# Planning to sell my Performance wheels...how much can I expect to get?



## hydrofied714 (Dec 13, 2018)

I'm planning to get some aftermarket wheels and would like to sell my 20" Performance wheels. They are in great condition with less than 500 miles on them. What is a fair value I should list them for on Craigslist, ect? My other option is to sell them to a wheel shop who buys factory wheels but I assume they will lowball me.


----------



## Love (Sep 13, 2017)

hydrofied714 said:


> I'm planning to get some aftermarket wheels and would like to sell my 20" Performance wheels. They are in great condition with less than 500 miles on them. What is a fair value I should list them for on Craigslist, ect? My other option is to sell them to a wheel shop who buys factory wheels but I assume they will lowball me.
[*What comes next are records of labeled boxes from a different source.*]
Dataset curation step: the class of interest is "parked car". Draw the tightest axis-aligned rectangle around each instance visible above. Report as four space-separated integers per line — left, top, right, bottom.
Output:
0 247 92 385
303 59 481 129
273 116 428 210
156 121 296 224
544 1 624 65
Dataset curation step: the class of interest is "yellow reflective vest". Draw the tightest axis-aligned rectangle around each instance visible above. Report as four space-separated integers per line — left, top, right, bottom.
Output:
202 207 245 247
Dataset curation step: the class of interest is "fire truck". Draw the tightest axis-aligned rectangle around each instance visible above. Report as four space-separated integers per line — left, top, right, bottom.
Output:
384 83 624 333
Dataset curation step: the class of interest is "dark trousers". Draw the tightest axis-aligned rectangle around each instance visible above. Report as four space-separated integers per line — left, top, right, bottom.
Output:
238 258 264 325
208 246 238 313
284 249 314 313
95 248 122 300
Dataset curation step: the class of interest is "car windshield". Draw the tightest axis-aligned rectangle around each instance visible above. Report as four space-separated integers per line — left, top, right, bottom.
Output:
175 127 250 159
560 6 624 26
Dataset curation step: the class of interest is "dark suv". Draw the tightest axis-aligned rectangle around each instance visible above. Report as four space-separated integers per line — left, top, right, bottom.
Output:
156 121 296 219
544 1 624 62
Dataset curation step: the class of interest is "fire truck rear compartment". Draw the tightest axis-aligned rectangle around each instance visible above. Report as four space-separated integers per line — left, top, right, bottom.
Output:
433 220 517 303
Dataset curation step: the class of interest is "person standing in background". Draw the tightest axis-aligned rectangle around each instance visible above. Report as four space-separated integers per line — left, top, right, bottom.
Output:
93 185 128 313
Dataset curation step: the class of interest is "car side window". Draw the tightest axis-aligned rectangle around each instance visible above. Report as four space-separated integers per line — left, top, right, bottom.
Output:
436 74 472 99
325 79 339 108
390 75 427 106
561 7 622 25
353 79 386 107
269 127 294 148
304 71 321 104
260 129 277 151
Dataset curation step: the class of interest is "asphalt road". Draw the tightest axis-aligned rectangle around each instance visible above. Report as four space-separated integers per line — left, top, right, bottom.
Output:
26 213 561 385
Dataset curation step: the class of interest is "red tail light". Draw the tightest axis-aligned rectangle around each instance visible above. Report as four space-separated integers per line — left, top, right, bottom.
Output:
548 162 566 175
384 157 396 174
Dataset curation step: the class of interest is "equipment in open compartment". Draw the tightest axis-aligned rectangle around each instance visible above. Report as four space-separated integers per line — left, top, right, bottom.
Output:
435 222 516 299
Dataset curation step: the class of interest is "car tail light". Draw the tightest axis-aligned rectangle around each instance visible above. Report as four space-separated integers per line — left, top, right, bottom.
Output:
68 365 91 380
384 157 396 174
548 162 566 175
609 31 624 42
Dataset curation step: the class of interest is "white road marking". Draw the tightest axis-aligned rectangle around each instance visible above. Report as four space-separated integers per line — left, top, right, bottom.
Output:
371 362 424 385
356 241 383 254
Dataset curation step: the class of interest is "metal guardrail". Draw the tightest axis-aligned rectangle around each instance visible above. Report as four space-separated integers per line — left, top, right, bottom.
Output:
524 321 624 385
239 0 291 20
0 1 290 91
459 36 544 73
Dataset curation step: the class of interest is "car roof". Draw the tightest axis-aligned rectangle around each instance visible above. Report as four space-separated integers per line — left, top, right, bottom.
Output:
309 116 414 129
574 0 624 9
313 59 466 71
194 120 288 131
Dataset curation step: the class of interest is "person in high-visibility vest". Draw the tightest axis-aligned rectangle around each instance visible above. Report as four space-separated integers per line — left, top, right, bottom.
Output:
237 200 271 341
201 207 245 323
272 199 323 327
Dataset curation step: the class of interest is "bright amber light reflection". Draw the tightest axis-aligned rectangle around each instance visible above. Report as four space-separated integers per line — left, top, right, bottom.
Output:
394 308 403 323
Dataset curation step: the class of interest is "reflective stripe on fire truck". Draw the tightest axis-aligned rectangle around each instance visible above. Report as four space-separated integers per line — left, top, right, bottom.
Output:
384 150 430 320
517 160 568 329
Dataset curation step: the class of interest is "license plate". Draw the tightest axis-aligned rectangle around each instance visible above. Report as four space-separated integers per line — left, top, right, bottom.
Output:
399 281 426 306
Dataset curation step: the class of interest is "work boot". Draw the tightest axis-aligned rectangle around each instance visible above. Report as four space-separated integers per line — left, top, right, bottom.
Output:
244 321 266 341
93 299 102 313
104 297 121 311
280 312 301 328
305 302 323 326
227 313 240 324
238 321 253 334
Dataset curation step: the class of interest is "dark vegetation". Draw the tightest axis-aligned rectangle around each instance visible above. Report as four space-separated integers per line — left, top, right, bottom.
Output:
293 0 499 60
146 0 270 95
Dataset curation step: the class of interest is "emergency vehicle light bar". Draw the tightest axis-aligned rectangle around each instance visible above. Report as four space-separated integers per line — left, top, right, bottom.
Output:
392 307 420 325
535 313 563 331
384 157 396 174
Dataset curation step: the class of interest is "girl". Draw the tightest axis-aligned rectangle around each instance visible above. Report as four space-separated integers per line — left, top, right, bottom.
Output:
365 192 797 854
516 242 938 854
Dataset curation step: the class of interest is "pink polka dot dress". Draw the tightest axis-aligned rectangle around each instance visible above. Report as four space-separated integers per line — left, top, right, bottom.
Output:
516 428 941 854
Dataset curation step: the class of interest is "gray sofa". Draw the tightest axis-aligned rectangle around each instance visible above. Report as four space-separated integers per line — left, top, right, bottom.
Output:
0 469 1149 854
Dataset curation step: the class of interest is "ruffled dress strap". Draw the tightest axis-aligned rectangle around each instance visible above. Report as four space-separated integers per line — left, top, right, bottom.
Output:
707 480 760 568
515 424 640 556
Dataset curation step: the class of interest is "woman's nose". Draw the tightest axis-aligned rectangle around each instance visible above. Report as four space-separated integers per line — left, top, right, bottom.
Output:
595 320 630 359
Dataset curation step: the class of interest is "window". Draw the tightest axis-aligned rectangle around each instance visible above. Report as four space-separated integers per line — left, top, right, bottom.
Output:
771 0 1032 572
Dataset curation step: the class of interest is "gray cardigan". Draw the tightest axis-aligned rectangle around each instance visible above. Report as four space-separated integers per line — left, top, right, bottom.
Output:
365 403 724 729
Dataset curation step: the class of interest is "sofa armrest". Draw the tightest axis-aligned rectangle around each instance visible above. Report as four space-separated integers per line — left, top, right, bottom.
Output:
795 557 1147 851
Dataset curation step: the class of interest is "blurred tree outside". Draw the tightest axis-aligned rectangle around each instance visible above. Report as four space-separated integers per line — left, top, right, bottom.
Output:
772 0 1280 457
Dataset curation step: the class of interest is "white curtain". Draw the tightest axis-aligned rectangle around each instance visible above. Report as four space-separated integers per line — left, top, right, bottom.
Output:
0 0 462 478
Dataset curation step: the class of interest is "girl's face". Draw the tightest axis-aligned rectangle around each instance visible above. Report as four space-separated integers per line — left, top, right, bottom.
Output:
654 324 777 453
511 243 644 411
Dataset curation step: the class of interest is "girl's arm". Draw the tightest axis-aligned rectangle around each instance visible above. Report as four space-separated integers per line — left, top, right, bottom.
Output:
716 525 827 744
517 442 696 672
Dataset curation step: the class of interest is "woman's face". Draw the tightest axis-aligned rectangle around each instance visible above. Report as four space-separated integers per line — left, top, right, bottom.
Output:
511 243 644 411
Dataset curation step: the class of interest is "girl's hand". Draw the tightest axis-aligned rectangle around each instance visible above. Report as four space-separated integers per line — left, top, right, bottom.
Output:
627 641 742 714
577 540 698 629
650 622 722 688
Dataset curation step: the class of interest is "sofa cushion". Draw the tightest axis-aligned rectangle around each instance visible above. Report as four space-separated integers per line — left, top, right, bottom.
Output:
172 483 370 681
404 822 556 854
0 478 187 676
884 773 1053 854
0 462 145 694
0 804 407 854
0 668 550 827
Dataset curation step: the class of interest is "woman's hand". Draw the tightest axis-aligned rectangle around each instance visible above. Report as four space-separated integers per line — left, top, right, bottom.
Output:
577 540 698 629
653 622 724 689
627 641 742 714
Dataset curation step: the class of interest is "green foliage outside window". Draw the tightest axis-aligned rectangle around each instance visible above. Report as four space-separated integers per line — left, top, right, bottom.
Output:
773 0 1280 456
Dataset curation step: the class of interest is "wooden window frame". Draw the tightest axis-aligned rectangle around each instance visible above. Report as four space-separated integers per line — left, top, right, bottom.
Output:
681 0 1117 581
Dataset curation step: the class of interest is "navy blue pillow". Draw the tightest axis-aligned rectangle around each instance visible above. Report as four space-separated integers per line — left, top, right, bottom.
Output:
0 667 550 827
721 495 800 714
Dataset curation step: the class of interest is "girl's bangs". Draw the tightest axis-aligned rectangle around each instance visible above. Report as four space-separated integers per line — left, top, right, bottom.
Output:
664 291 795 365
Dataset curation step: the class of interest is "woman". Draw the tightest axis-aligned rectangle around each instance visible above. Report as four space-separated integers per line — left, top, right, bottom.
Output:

I think your best idea is going to come from searching here and TMC for other owners who have sold theirs. I know I've seen quite a few listed so you'll be able to check out their posts, their mileage/usage compared to your own and then decide on a figure.

I would then also try a thread here to sell them (along with other ways like Craigslist if you so choose), as I've seen the threads come and go with successful transactions among members here.


----------



## Amateurguru (Feb 24, 2019)

I’m considering the same. Looking at recent posts and eBay it seems like they are going for ~$2500 with tires.


----------



## SD_ENGNR (Aug 11, 2018)

Depends on the condition, and if you're willing to ship.
I got $2600 shipped for mine with 4k miles and one wheel had minor curb rash. They were ceramic coated, too. After shipping, I netted around $2450 (including the cost of shipping materials).


----------